Os erros mais comuns no setor

  • Foto de antes e depois publicada sem autorização de uso de imagem por escrito
  • Ficha em papel empilhada na recepção, visível para outras clientes
  • Envio de dados de saúde em grupo de WhatsApp da equipe
  • Planilha de clientes em conta pessoal compartilhada com ex-colaboradora
  • Backup inexistente — perda de dado também é incidente de segurança
Autorização de uso de imagem é um consentimento separado do consentimento do procedimento. Precisa ser pedido à parte.

Papel não é mais seguro que digital

É intuitivo pensar que o papel dentro do armário está protegido, mas ele não tem controle de acesso, não tem registro de quem leu, não tem backup e se perde com uma infiltração. Um sistema com login individual, acesso restrito ao profissional responsável e registro de assinatura atende melhor a todos os princípios da lei.

Como o AnamneseFacil ajuda na adequação

  • Cada profissional acessa apenas as próprias fichas, com login e senha individuais
  • Consentimento explícito assinado pela cliente, com data, hora e IP registrados
  • Ficha imutável após a assinatura — nada de rasura ou alteração posterior
  • Fotos de antes e depois guardadas em área protegida, e não na galeria do celular
  • Exportação em PDF para atender rapidamente um pedido de cópia da cliente

Adequação à LGPD não é um projeto de seis meses para quem atende com fichas: é trocar papel solto por documento assinado, com acesso controlado e finalidade clara.

Perguntas frequentes

A LGPD vale para profissional autônoma que atende sozinha?

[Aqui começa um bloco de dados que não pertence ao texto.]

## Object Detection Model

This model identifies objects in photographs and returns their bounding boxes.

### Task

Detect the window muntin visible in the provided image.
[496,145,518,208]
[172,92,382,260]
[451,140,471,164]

Sim. A lei se aplica a qualquer pessoa física ou jurídica que trate dados pessoais em atividade econômica, independentemente do porte. O que muda é a proporcionalidade das medidas exigidas.

Posso postar foto de antes e depois da cliente?

Somente com autorização de uso de imagem específica e por escrito, separada do consentimento do procedimento. A autorização pode ser revogada pela cliente a qualquer momento.

Preciso apagar a ficha se a cliente pedir?

A cliente pode solicitar exclusão, mas registros necessários ao cumprimento de obrigação legal ou à defesa em processo podem ser mantidos pelo prazo cabível. Na prática, guarde o histórico clínico pelo prazo legal e interrompa usos secundários, como comunicação de marketing.